Menos mal que
Julia Ducournau no ha decidido enganchar las escenas iniciales de su película con el pertinente rótulo veinte años después porque hubiera sido el colmo de la irritación general.
Titane, ganadora de la Palma de Oro en Cannes, es una película fría, aburrida, un engendro aposentado en la indiferencia que hace del accidente la continuación de la tragedia y soledad humanas. La niña provocadora y molesta se convierte en personaje biónico con aire punk. El gen de mala baba evoluciona en mujer sedienta de muerte, no se sabe si por placer o necesidad sádica. El cuerpo de Alexia, que se convertirá en Adrien para regresar a la forma femenina, pasa por una mutación cibernética donde el taller médico se mezcla con el
arte corporal contestatario. El implante metálico se ha interpretado como el inicio de un transformismo identitario donde la ofrenda a lo
queer marca un punto de no retorno en la reivindicación transgénero. Estos argumentos rebuscados quieren dar algo de sentido a una locura cinematográfica.

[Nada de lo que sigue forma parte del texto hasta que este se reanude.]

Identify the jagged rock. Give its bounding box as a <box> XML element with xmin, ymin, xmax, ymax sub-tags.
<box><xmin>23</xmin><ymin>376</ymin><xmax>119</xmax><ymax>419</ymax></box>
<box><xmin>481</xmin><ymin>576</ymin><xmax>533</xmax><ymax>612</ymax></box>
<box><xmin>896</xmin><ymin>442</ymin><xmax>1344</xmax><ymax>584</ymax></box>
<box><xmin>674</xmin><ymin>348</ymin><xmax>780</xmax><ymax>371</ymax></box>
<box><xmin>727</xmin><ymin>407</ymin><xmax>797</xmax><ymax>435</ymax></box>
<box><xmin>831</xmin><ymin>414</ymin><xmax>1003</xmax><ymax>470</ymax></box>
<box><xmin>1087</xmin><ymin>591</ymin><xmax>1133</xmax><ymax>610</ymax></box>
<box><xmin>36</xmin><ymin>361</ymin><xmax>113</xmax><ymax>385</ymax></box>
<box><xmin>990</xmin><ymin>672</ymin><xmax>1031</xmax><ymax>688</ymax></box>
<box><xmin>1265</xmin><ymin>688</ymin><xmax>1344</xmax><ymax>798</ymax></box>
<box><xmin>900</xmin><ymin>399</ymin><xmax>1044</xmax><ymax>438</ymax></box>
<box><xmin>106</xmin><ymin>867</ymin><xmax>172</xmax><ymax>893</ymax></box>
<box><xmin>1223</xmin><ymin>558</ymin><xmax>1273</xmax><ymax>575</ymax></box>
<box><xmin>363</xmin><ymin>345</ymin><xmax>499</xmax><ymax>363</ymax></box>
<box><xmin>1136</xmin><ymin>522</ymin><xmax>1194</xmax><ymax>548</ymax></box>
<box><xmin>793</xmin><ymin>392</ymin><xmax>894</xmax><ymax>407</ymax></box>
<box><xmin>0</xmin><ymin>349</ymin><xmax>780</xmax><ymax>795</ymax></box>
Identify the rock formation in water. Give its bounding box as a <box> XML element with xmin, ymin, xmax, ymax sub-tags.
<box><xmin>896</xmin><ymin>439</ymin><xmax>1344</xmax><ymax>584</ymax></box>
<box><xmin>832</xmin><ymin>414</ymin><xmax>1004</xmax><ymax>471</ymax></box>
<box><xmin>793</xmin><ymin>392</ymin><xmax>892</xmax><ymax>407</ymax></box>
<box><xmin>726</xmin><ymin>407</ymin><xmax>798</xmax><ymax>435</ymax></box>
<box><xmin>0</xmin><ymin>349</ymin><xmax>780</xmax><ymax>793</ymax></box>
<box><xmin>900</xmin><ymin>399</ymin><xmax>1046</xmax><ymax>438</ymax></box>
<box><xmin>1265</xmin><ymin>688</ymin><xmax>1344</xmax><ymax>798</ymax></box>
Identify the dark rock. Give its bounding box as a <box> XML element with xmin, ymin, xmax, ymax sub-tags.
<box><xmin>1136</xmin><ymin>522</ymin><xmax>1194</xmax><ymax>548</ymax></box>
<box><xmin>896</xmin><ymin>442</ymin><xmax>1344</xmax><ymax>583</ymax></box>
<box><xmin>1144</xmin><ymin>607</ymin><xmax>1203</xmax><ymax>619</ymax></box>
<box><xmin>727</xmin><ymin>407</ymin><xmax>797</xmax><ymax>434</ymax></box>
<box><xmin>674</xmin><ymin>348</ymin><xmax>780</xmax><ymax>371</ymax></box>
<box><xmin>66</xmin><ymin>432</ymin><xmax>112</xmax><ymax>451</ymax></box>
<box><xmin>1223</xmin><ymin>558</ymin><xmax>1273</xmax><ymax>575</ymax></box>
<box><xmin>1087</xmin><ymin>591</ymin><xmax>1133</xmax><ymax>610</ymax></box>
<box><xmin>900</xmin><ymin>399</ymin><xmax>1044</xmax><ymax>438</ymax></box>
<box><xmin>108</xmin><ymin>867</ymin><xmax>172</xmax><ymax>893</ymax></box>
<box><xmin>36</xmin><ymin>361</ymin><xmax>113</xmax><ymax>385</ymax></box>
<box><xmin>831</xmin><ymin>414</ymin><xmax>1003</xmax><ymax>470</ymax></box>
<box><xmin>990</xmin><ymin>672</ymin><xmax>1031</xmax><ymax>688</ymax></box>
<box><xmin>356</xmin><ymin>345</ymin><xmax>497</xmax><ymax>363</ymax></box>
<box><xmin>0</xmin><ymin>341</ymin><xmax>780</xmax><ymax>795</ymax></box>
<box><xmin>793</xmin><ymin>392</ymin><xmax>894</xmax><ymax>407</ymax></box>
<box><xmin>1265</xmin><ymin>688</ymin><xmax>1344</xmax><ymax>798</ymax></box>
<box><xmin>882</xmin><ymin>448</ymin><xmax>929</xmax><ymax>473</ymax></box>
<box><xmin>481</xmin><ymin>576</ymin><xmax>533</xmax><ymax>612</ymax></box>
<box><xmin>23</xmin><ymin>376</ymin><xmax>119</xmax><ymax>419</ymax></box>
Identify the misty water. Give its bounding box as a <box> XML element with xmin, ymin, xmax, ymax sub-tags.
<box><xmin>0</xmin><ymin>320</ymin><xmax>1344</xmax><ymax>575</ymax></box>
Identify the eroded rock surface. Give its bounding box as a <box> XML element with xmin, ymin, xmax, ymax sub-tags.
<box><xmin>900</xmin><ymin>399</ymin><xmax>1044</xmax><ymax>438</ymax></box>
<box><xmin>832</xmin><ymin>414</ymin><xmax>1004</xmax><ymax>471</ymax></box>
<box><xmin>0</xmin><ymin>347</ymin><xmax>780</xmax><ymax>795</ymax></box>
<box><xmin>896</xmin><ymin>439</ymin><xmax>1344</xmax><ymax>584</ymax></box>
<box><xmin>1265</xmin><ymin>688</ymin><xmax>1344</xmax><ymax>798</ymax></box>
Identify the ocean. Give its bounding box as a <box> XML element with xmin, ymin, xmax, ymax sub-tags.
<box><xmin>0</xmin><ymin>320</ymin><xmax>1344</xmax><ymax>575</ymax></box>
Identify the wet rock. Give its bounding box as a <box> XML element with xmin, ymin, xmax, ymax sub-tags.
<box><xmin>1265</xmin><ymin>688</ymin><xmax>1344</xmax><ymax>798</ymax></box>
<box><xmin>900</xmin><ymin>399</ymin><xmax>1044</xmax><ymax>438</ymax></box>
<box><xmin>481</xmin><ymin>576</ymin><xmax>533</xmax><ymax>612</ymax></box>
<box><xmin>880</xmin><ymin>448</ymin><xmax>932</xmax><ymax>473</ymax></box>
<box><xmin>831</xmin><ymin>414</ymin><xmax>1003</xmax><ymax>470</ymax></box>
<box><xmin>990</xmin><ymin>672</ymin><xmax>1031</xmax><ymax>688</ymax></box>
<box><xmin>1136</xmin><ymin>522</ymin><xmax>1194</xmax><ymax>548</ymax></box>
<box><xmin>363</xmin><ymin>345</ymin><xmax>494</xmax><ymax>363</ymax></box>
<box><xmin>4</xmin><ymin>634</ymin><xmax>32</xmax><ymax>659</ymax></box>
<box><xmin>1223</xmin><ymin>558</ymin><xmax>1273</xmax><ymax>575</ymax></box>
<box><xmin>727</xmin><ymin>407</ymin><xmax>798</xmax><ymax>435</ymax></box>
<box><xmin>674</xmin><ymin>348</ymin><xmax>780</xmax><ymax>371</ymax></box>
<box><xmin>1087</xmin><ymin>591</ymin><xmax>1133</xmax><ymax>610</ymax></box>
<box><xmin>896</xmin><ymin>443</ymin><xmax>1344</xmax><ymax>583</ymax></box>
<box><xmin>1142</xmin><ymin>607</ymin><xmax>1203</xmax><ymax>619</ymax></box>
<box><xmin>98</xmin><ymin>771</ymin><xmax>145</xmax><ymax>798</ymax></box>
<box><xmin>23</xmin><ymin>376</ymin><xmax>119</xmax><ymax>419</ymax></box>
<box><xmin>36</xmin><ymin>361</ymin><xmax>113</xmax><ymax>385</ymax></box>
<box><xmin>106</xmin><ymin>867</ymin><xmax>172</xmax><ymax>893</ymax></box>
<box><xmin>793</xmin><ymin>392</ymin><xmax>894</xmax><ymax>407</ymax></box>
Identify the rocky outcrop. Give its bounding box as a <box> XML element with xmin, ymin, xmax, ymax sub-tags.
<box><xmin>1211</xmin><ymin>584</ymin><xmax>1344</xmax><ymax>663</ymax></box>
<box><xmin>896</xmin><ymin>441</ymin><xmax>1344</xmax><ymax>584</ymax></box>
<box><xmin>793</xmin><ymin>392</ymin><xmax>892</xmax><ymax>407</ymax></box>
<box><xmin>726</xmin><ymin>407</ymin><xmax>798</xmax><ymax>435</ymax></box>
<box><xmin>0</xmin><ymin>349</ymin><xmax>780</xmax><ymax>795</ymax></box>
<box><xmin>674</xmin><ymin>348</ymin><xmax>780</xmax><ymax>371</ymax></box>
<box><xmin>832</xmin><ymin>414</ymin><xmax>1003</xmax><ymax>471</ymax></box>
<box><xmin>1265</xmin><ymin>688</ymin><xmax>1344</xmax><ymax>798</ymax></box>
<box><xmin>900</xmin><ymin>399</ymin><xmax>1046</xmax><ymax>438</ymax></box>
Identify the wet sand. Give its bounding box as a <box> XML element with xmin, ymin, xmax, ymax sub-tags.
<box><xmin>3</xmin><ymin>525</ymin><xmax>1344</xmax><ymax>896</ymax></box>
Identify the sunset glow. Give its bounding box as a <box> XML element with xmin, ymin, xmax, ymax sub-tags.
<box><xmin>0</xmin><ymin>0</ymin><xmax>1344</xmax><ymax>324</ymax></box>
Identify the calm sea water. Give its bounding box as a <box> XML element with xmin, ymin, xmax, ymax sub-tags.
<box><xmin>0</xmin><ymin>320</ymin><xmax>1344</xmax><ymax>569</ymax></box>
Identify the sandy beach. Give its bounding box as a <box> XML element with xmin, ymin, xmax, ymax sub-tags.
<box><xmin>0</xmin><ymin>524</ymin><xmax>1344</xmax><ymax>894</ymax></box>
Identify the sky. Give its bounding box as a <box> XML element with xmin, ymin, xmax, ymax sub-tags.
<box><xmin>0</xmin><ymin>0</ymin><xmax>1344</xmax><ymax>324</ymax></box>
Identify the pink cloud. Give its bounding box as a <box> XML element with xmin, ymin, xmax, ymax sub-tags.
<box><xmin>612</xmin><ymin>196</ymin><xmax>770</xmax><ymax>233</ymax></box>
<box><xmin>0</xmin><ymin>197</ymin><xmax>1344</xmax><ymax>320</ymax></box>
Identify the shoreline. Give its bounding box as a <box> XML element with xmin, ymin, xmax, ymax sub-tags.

La incrustación artificial sobre una piel tatuada acompaña a una presencia cómoda en el conflicto. A pesar de que la adoración por David Cronenberg está en el ambiente, el intento por rebasar el frenesí se queda en un artificio de técnica notable y contenido pobre. Alexia, para rematar esta opinión, no tiene la potencia feroz de Vaughan en
Crash, ni
Titane alcanza la provocación de la película anterior.